Using Schemas as Tool Parameters¶
The toFunctionCall() method generates a tool/function definition that you can pass directly
to the tools parameter of an inference request:
<?php
use Cognesy\Messages\Messages;
use Cognesy\Polyglot\Inference\Data\ToolDefinitions;
use Cognesy\Polyglot\Inference\Inference;
use Cognesy\Utils\JsonSchema\JsonSchema;
$params = JsonSchema::object(
properties: [
JsonSchema::string('location', 'City and country name'),
JsonSchema::enum('unit', 'Temperature unit', enumValues: ['celsius', 'fahrenheit'], nullable: true),
],
requiredProperties: ['location', 'unit'],
);
$tool = $params->toFunctionCall(
functionName: 'getWeather',
functionDescription: 'Get current weather for a location',
strict: true,
);
$result = Inference::using('openai')
->with(
messages: Messages::fromArray([
['role' => 'user', 'content' => 'What is the weather like in Tokyo?'],
]),
tools: ToolDefinitions::fromArray([$tool]),
)
->asToolCallJsonData();
Full Example: User Profile Schema¶
Here is a complete example that defines a rich user profile schema and uses it to extract structured data from an LLM:
<?php
use Cognesy\Messages\Messages;
use Cognesy\Polyglot\Inference\Data\ResponseFormat;
use Cognesy\Polyglot\Inference\Inference;
use Cognesy\Utils\JsonSchema\JsonSchema;
// Define child schemas
$address = JsonSchema::object(
name: 'address',
properties: [
JsonSchema::string('street', 'Street address'),
JsonSchema::string('city', 'City name'),
JsonSchema::string('postal_code', 'Postal/ZIP code'),
JsonSchema::string('country', 'Country name'),
],
requiredProperties: ['street', 'city', 'postal_code', 'country'],
);
$contact = JsonSchema::object(
name: 'contact',
properties: [
JsonSchema::string('email', 'Email address'),
JsonSchema::string('phone', 'Phone number', nullable: true),
],
requiredProperties: ['email', 'phone'],
);
$hobbies = JsonSchema::array(
name: 'hobbies',
description: 'List of user hobbies',
itemSchema: JsonSchema::object(
properties: [
JsonSchema::string('name', 'Hobby name'),
JsonSchema::string('description', 'Hobby description', nullable: true),
JsonSchema::integer('years_experience', 'Years of experience', nullable: true),
],
requiredProperties: ['name', 'description', 'years_experience'],
),
);
// Compose the parent schema
$userSchema = JsonSchema::object(
properties: [
JsonSchema::string('name', 'User\'s full name'),
JsonSchema::integer('age', 'User\'s age'),
$address,
$contact,
$hobbies,
JsonSchema::enum('status', 'Account status', enumValues: ['active', 'inactive', 'pending']),
],
requiredProperties: ['name', 'age', 'address', 'contact', 'hobbies', 'status'],
);
// Use the schema with Inference
$userData = Inference::using('openai')
->with(
messages: Messages::fromArray([
['role' => 'user', 'content' => 'Generate a profile for John Doe who lives in New York.'],
]),
responseFormat: ResponseFormat::jsonSchema(
schema: $userSchema->toJsonSchema(),
name: 'user_profile',
strict: true,
),
)
->asJsonData();
print_r($userData);
Best Practices¶
Write clear descriptions. The description string guides the LLM toward correct output. Be specific about format, length, and constraints.

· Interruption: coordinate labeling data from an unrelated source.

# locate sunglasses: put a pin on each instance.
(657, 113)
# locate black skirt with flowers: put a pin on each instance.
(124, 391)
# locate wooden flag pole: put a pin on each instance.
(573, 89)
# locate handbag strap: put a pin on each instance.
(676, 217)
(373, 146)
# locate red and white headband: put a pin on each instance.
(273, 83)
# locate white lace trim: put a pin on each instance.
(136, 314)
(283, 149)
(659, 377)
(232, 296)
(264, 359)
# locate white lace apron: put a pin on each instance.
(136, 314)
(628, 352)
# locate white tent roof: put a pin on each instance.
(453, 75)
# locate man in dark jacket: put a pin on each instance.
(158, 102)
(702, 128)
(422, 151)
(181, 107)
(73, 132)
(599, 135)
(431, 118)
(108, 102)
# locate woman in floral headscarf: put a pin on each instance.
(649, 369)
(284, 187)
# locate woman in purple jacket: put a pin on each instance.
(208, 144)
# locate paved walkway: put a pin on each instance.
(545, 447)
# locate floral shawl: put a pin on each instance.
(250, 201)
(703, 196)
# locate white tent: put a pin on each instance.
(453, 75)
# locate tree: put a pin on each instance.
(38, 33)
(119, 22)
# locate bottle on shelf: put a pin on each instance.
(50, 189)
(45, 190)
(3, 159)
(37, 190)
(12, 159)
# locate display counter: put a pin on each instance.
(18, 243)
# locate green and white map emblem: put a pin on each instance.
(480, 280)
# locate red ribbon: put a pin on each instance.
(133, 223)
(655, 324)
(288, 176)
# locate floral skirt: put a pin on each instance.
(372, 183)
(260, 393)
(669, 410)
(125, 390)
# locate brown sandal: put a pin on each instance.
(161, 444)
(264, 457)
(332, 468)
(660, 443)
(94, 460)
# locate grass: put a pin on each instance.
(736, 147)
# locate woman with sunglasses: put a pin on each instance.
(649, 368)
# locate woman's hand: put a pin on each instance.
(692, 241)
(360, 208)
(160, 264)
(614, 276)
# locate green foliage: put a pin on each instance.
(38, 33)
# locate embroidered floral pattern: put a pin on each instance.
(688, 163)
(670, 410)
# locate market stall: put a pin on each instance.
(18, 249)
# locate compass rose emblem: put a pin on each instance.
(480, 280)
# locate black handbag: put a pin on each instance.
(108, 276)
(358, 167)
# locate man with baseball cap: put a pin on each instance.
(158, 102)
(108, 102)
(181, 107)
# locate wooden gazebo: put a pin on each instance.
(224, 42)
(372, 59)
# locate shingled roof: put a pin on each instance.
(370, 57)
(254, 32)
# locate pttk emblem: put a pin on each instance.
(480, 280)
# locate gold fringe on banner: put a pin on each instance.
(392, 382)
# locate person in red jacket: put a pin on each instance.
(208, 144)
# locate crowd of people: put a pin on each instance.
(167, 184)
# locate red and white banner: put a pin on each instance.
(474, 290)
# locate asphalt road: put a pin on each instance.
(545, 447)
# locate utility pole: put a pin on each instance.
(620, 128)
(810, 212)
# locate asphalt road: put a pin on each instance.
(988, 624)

// Vague -- the LLM has little guidance
JsonSchema::string('name', 'the name');
// Specific -- the LLM understands the expected format
JsonSchema::string('name', 'The user\'s display name (2-50 characters)');
Organize nested schemas. Define child schemas as separate variables before embedding them in a parent. This keeps your code readable and makes schemas reusable across different request types.
Be explicit about requirements. Always specify both requiredProperties at the object
level and nullable on individual fields. Leaving them implicit creates ambiguity that
different providers handle differently.
Use strict mode with OpenAI. When targeting OpenAI, set 'strict' => true in the
json_schema block and make all fields required. Use nullable: true for optional values.
This gives you the strongest possible enforcement of your schema.